Image: (garden.org) “Rose (Rosa ‘Tahitian Sunset’). Bloom size: Very large: 6″ or more. Hybridizer & year: Dr. Keith W. Zary, before 2006.”
“Fairchild established himself about 1690 as a nurseryman and florist at Hoxton, Shoreditch. Richard Bradley mentions the variety of his fruits; Richard Pulteney classed him with Thomas Knowlton, Gordon, and Miller, as one of the leading gardeners of his time.
Fairchild died on 10 October 1729. He had taken up the freedom of the Clothworkers’ Company in 1704, and in his will he is described as citizen and clothworker. In accordance with his direction he was buried in a church yard belonging to the parish of St. Leonard, Shoreditch; on his monument he was said to have died in his sixty-third year. He left the bulk of his property to his nephew, John Bacon of Hoxton, who was a member of the Society of Gardeners, and died on 20 February 1737, aged 25.
He corresponded with Carl Linnæus, and helped by experiments to establish the existence of sex in plants. In 1717 he was the first person to scientifically produce an artificial hybrid, Dianthus Caryophyllus barbatus, known as “Fairchild’s Mule”, a cross between a Sweet william and a Carnation pink. He introduced Pavia rubra, Cornus florida, and other plants.
In 1722 he published the small book The City Gardener, devoted to a description of the trees, plants, shrubs, and flowers which would thrive best in London. Pear trees still bore excellent fruit about Barbican, Aldersgate, and Bishopsgate, that in ‘Leicester Fields’ there was a vine producing good grapes every year, and that figs and mulberries throve very well in the city.
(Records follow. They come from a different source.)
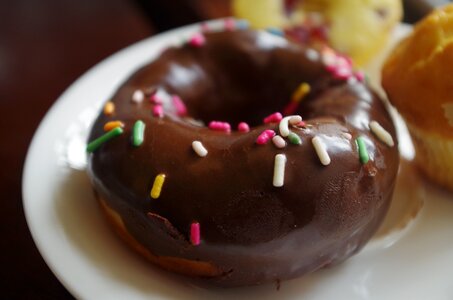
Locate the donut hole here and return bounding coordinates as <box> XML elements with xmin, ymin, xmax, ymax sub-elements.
<box><xmin>161</xmin><ymin>31</ymin><xmax>326</xmax><ymax>128</ymax></box>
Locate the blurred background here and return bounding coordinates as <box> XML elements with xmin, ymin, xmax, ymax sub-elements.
<box><xmin>0</xmin><ymin>0</ymin><xmax>449</xmax><ymax>298</ymax></box>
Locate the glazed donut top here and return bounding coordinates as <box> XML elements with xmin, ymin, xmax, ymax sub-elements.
<box><xmin>87</xmin><ymin>28</ymin><xmax>398</xmax><ymax>272</ymax></box>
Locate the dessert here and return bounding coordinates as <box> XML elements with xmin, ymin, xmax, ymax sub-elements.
<box><xmin>233</xmin><ymin>0</ymin><xmax>403</xmax><ymax>65</ymax></box>
<box><xmin>86</xmin><ymin>23</ymin><xmax>399</xmax><ymax>287</ymax></box>
<box><xmin>382</xmin><ymin>4</ymin><xmax>453</xmax><ymax>190</ymax></box>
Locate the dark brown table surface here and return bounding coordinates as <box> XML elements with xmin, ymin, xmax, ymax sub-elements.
<box><xmin>0</xmin><ymin>0</ymin><xmax>444</xmax><ymax>298</ymax></box>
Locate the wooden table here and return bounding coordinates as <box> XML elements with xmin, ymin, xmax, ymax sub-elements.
<box><xmin>0</xmin><ymin>0</ymin><xmax>441</xmax><ymax>298</ymax></box>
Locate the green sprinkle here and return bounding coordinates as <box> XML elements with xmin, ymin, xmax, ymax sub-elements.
<box><xmin>356</xmin><ymin>136</ymin><xmax>369</xmax><ymax>164</ymax></box>
<box><xmin>132</xmin><ymin>120</ymin><xmax>145</xmax><ymax>147</ymax></box>
<box><xmin>288</xmin><ymin>132</ymin><xmax>302</xmax><ymax>145</ymax></box>
<box><xmin>86</xmin><ymin>127</ymin><xmax>123</xmax><ymax>153</ymax></box>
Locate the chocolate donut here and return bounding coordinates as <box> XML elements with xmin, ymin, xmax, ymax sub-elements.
<box><xmin>86</xmin><ymin>26</ymin><xmax>399</xmax><ymax>287</ymax></box>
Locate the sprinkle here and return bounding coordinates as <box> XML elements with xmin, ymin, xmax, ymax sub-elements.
<box><xmin>103</xmin><ymin>121</ymin><xmax>124</xmax><ymax>132</ymax></box>
<box><xmin>347</xmin><ymin>77</ymin><xmax>358</xmax><ymax>85</ymax></box>
<box><xmin>356</xmin><ymin>136</ymin><xmax>369</xmax><ymax>164</ymax></box>
<box><xmin>132</xmin><ymin>120</ymin><xmax>145</xmax><ymax>147</ymax></box>
<box><xmin>200</xmin><ymin>22</ymin><xmax>210</xmax><ymax>32</ymax></box>
<box><xmin>256</xmin><ymin>130</ymin><xmax>275</xmax><ymax>145</ymax></box>
<box><xmin>312</xmin><ymin>136</ymin><xmax>331</xmax><ymax>166</ymax></box>
<box><xmin>331</xmin><ymin>66</ymin><xmax>352</xmax><ymax>80</ymax></box>
<box><xmin>153</xmin><ymin>105</ymin><xmax>164</xmax><ymax>118</ymax></box>
<box><xmin>279</xmin><ymin>115</ymin><xmax>302</xmax><ymax>137</ymax></box>
<box><xmin>291</xmin><ymin>83</ymin><xmax>311</xmax><ymax>103</ymax></box>
<box><xmin>103</xmin><ymin>101</ymin><xmax>115</xmax><ymax>116</ymax></box>
<box><xmin>208</xmin><ymin>121</ymin><xmax>231</xmax><ymax>133</ymax></box>
<box><xmin>283</xmin><ymin>102</ymin><xmax>298</xmax><ymax>115</ymax></box>
<box><xmin>341</xmin><ymin>132</ymin><xmax>352</xmax><ymax>140</ymax></box>
<box><xmin>284</xmin><ymin>83</ymin><xmax>311</xmax><ymax>114</ymax></box>
<box><xmin>150</xmin><ymin>93</ymin><xmax>163</xmax><ymax>104</ymax></box>
<box><xmin>150</xmin><ymin>174</ymin><xmax>166</xmax><ymax>199</ymax></box>
<box><xmin>86</xmin><ymin>127</ymin><xmax>123</xmax><ymax>153</ymax></box>
<box><xmin>190</xmin><ymin>222</ymin><xmax>200</xmax><ymax>246</ymax></box>
<box><xmin>236</xmin><ymin>19</ymin><xmax>249</xmax><ymax>30</ymax></box>
<box><xmin>132</xmin><ymin>90</ymin><xmax>144</xmax><ymax>103</ymax></box>
<box><xmin>294</xmin><ymin>120</ymin><xmax>306</xmax><ymax>127</ymax></box>
<box><xmin>263</xmin><ymin>112</ymin><xmax>283</xmax><ymax>124</ymax></box>
<box><xmin>354</xmin><ymin>71</ymin><xmax>365</xmax><ymax>82</ymax></box>
<box><xmin>306</xmin><ymin>49</ymin><xmax>320</xmax><ymax>61</ymax></box>
<box><xmin>321</xmin><ymin>48</ymin><xmax>337</xmax><ymax>66</ymax></box>
<box><xmin>237</xmin><ymin>122</ymin><xmax>250</xmax><ymax>132</ymax></box>
<box><xmin>189</xmin><ymin>32</ymin><xmax>206</xmax><ymax>47</ymax></box>
<box><xmin>192</xmin><ymin>141</ymin><xmax>208</xmax><ymax>157</ymax></box>
<box><xmin>272</xmin><ymin>135</ymin><xmax>286</xmax><ymax>149</ymax></box>
<box><xmin>172</xmin><ymin>95</ymin><xmax>187</xmax><ymax>116</ymax></box>
<box><xmin>288</xmin><ymin>132</ymin><xmax>302</xmax><ymax>145</ymax></box>
<box><xmin>273</xmin><ymin>154</ymin><xmax>287</xmax><ymax>187</ymax></box>
<box><xmin>369</xmin><ymin>121</ymin><xmax>394</xmax><ymax>147</ymax></box>
<box><xmin>266</xmin><ymin>27</ymin><xmax>284</xmax><ymax>36</ymax></box>
<box><xmin>224</xmin><ymin>18</ymin><xmax>235</xmax><ymax>31</ymax></box>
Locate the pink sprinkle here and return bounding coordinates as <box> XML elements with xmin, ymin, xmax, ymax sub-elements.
<box><xmin>172</xmin><ymin>95</ymin><xmax>187</xmax><ymax>116</ymax></box>
<box><xmin>283</xmin><ymin>102</ymin><xmax>298</xmax><ymax>115</ymax></box>
<box><xmin>190</xmin><ymin>222</ymin><xmax>200</xmax><ymax>246</ymax></box>
<box><xmin>224</xmin><ymin>18</ymin><xmax>235</xmax><ymax>31</ymax></box>
<box><xmin>263</xmin><ymin>112</ymin><xmax>283</xmax><ymax>124</ymax></box>
<box><xmin>189</xmin><ymin>32</ymin><xmax>206</xmax><ymax>47</ymax></box>
<box><xmin>256</xmin><ymin>130</ymin><xmax>276</xmax><ymax>145</ymax></box>
<box><xmin>264</xmin><ymin>129</ymin><xmax>276</xmax><ymax>137</ymax></box>
<box><xmin>153</xmin><ymin>105</ymin><xmax>164</xmax><ymax>118</ymax></box>
<box><xmin>238</xmin><ymin>122</ymin><xmax>250</xmax><ymax>132</ymax></box>
<box><xmin>295</xmin><ymin>120</ymin><xmax>306</xmax><ymax>127</ymax></box>
<box><xmin>355</xmin><ymin>71</ymin><xmax>365</xmax><ymax>82</ymax></box>
<box><xmin>341</xmin><ymin>55</ymin><xmax>353</xmax><ymax>67</ymax></box>
<box><xmin>150</xmin><ymin>94</ymin><xmax>163</xmax><ymax>104</ymax></box>
<box><xmin>209</xmin><ymin>121</ymin><xmax>231</xmax><ymax>132</ymax></box>
<box><xmin>329</xmin><ymin>66</ymin><xmax>352</xmax><ymax>80</ymax></box>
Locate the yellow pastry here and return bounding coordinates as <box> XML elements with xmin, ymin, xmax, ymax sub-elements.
<box><xmin>233</xmin><ymin>0</ymin><xmax>403</xmax><ymax>65</ymax></box>
<box><xmin>382</xmin><ymin>4</ymin><xmax>453</xmax><ymax>190</ymax></box>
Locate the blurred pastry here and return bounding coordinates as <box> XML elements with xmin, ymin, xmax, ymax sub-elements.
<box><xmin>382</xmin><ymin>4</ymin><xmax>453</xmax><ymax>190</ymax></box>
<box><xmin>233</xmin><ymin>0</ymin><xmax>403</xmax><ymax>65</ymax></box>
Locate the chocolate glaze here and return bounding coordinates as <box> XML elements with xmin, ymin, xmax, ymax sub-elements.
<box><xmin>87</xmin><ymin>30</ymin><xmax>399</xmax><ymax>287</ymax></box>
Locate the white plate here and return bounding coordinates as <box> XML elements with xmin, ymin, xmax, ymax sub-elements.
<box><xmin>23</xmin><ymin>20</ymin><xmax>453</xmax><ymax>300</ymax></box>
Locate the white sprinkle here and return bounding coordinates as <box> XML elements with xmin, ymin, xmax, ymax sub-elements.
<box><xmin>306</xmin><ymin>49</ymin><xmax>319</xmax><ymax>61</ymax></box>
<box><xmin>154</xmin><ymin>88</ymin><xmax>172</xmax><ymax>104</ymax></box>
<box><xmin>322</xmin><ymin>52</ymin><xmax>336</xmax><ymax>66</ymax></box>
<box><xmin>347</xmin><ymin>77</ymin><xmax>358</xmax><ymax>85</ymax></box>
<box><xmin>273</xmin><ymin>154</ymin><xmax>287</xmax><ymax>187</ymax></box>
<box><xmin>132</xmin><ymin>90</ymin><xmax>144</xmax><ymax>103</ymax></box>
<box><xmin>312</xmin><ymin>136</ymin><xmax>331</xmax><ymax>166</ymax></box>
<box><xmin>341</xmin><ymin>132</ymin><xmax>352</xmax><ymax>140</ymax></box>
<box><xmin>369</xmin><ymin>121</ymin><xmax>394</xmax><ymax>147</ymax></box>
<box><xmin>279</xmin><ymin>115</ymin><xmax>303</xmax><ymax>137</ymax></box>
<box><xmin>192</xmin><ymin>141</ymin><xmax>208</xmax><ymax>157</ymax></box>
<box><xmin>272</xmin><ymin>135</ymin><xmax>287</xmax><ymax>149</ymax></box>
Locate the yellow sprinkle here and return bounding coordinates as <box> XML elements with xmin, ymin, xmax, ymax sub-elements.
<box><xmin>103</xmin><ymin>121</ymin><xmax>124</xmax><ymax>132</ymax></box>
<box><xmin>291</xmin><ymin>83</ymin><xmax>311</xmax><ymax>103</ymax></box>
<box><xmin>103</xmin><ymin>101</ymin><xmax>115</xmax><ymax>116</ymax></box>
<box><xmin>150</xmin><ymin>174</ymin><xmax>166</xmax><ymax>199</ymax></box>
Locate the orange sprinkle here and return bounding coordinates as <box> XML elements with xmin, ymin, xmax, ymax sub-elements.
<box><xmin>103</xmin><ymin>121</ymin><xmax>124</xmax><ymax>132</ymax></box>
<box><xmin>103</xmin><ymin>101</ymin><xmax>115</xmax><ymax>115</ymax></box>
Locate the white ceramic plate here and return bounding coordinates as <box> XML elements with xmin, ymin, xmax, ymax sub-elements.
<box><xmin>23</xmin><ymin>20</ymin><xmax>453</xmax><ymax>300</ymax></box>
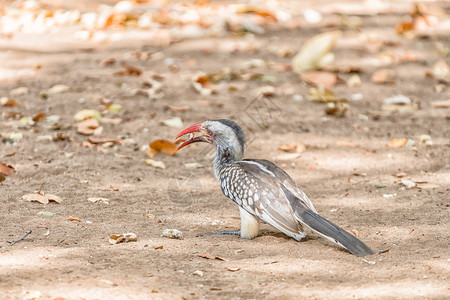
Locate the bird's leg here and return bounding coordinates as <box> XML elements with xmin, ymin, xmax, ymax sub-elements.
<box><xmin>200</xmin><ymin>208</ymin><xmax>259</xmax><ymax>238</ymax></box>
<box><xmin>200</xmin><ymin>231</ymin><xmax>241</xmax><ymax>237</ymax></box>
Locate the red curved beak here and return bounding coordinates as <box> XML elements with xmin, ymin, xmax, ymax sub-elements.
<box><xmin>174</xmin><ymin>122</ymin><xmax>212</xmax><ymax>151</ymax></box>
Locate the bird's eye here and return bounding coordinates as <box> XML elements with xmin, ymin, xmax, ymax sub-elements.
<box><xmin>206</xmin><ymin>129</ymin><xmax>213</xmax><ymax>136</ymax></box>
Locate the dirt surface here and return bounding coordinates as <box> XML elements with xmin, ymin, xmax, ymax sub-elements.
<box><xmin>1</xmin><ymin>1</ymin><xmax>449</xmax><ymax>299</ymax></box>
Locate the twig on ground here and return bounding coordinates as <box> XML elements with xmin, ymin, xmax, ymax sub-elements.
<box><xmin>10</xmin><ymin>230</ymin><xmax>32</xmax><ymax>246</ymax></box>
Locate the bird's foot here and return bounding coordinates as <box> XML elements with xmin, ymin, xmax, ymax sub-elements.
<box><xmin>200</xmin><ymin>231</ymin><xmax>240</xmax><ymax>237</ymax></box>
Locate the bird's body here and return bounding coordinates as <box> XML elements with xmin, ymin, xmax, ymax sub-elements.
<box><xmin>175</xmin><ymin>119</ymin><xmax>375</xmax><ymax>256</ymax></box>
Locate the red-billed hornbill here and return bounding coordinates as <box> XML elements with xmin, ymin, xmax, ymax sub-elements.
<box><xmin>175</xmin><ymin>119</ymin><xmax>375</xmax><ymax>257</ymax></box>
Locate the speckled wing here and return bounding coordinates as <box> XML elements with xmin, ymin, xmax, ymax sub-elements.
<box><xmin>243</xmin><ymin>159</ymin><xmax>317</xmax><ymax>213</ymax></box>
<box><xmin>218</xmin><ymin>160</ymin><xmax>305</xmax><ymax>240</ymax></box>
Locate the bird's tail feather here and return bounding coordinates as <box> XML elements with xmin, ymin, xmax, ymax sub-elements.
<box><xmin>299</xmin><ymin>210</ymin><xmax>375</xmax><ymax>257</ymax></box>
<box><xmin>281</xmin><ymin>185</ymin><xmax>374</xmax><ymax>257</ymax></box>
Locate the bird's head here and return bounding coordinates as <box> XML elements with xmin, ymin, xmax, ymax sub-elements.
<box><xmin>175</xmin><ymin>119</ymin><xmax>245</xmax><ymax>160</ymax></box>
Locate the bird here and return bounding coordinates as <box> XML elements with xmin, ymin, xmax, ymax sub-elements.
<box><xmin>174</xmin><ymin>119</ymin><xmax>375</xmax><ymax>257</ymax></box>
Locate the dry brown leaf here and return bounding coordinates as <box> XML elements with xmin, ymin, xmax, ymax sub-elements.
<box><xmin>167</xmin><ymin>105</ymin><xmax>190</xmax><ymax>112</ymax></box>
<box><xmin>387</xmin><ymin>138</ymin><xmax>407</xmax><ymax>148</ymax></box>
<box><xmin>110</xmin><ymin>185</ymin><xmax>119</xmax><ymax>191</ymax></box>
<box><xmin>100</xmin><ymin>57</ymin><xmax>116</xmax><ymax>67</ymax></box>
<box><xmin>23</xmin><ymin>193</ymin><xmax>49</xmax><ymax>204</ymax></box>
<box><xmin>192</xmin><ymin>74</ymin><xmax>218</xmax><ymax>96</ymax></box>
<box><xmin>196</xmin><ymin>253</ymin><xmax>227</xmax><ymax>261</ymax></box>
<box><xmin>113</xmin><ymin>63</ymin><xmax>142</xmax><ymax>76</ymax></box>
<box><xmin>396</xmin><ymin>172</ymin><xmax>408</xmax><ymax>178</ymax></box>
<box><xmin>149</xmin><ymin>139</ymin><xmax>178</xmax><ymax>156</ymax></box>
<box><xmin>67</xmin><ymin>216</ymin><xmax>80</xmax><ymax>222</ymax></box>
<box><xmin>0</xmin><ymin>163</ymin><xmax>15</xmax><ymax>176</ymax></box>
<box><xmin>301</xmin><ymin>71</ymin><xmax>337</xmax><ymax>88</ymax></box>
<box><xmin>88</xmin><ymin>197</ymin><xmax>110</xmax><ymax>204</ymax></box>
<box><xmin>416</xmin><ymin>183</ymin><xmax>440</xmax><ymax>189</ymax></box>
<box><xmin>326</xmin><ymin>101</ymin><xmax>348</xmax><ymax>116</ymax></box>
<box><xmin>0</xmin><ymin>97</ymin><xmax>21</xmax><ymax>107</ymax></box>
<box><xmin>431</xmin><ymin>100</ymin><xmax>450</xmax><ymax>108</ymax></box>
<box><xmin>109</xmin><ymin>233</ymin><xmax>138</xmax><ymax>245</ymax></box>
<box><xmin>32</xmin><ymin>112</ymin><xmax>46</xmax><ymax>122</ymax></box>
<box><xmin>372</xmin><ymin>69</ymin><xmax>396</xmax><ymax>84</ymax></box>
<box><xmin>234</xmin><ymin>5</ymin><xmax>277</xmax><ymax>21</ymax></box>
<box><xmin>88</xmin><ymin>137</ymin><xmax>124</xmax><ymax>145</ymax></box>
<box><xmin>226</xmin><ymin>267</ymin><xmax>241</xmax><ymax>272</ymax></box>
<box><xmin>77</xmin><ymin>118</ymin><xmax>100</xmax><ymax>135</ymax></box>
<box><xmin>22</xmin><ymin>192</ymin><xmax>62</xmax><ymax>204</ymax></box>
<box><xmin>278</xmin><ymin>144</ymin><xmax>306</xmax><ymax>153</ymax></box>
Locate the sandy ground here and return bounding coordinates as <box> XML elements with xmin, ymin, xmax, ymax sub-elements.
<box><xmin>1</xmin><ymin>1</ymin><xmax>449</xmax><ymax>299</ymax></box>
The highest whitethorn in England, Fairchild wrote, was growing in an alley leading from Whitecross Street towards Bunhill Fields.
In 1724 Fairchild added to his reputation by a paper read before the Royal Society and afterwards printed in Philosophical Transactions (xxxiii. 127) on ‘Some new Experiments relating to the different and sometimes contrary Motion of the Sap in Plants and Trees.’ Besides these publications and letters which appeared in Bradley’s works, George William Johnson, in his History of English Gardening (1829), ascribed to him ‘A Treatise on the Manner of Fallowing Ground, Raising of Grass Seeds, and Training Lint and Hemp,’ which was printed anonymously.
About 1725, a society of gardeners residing in the neighborhood of London was established, and Fairchild joined it. Meeting every month at Newhall’s coffee-house in Chelsea or some similar place, they showed to each other plants of their own growing, which were examined and compared, the names and descriptions being afterwards entered in a register. After a time they decided to make known the results of their labours, and a volume was produced called ‘A Catalogue of Trees and Shrubs both Exotic and Domestic which are propagated for Sale in the Gardens near London.’ It was illustrated by Jacob Van Huysum. The ‘Catalogue’ has been attributed to Philip Miller, who was at one time secretary of the society; but was indexed under Fairchild’s name at the British Museum.
Fairchild’s Garden remains as a public park near Columbia Road Market in Hoxton. Fairchild is honoured in the name of the Thomas Fairchild Community School, Shoreditch.”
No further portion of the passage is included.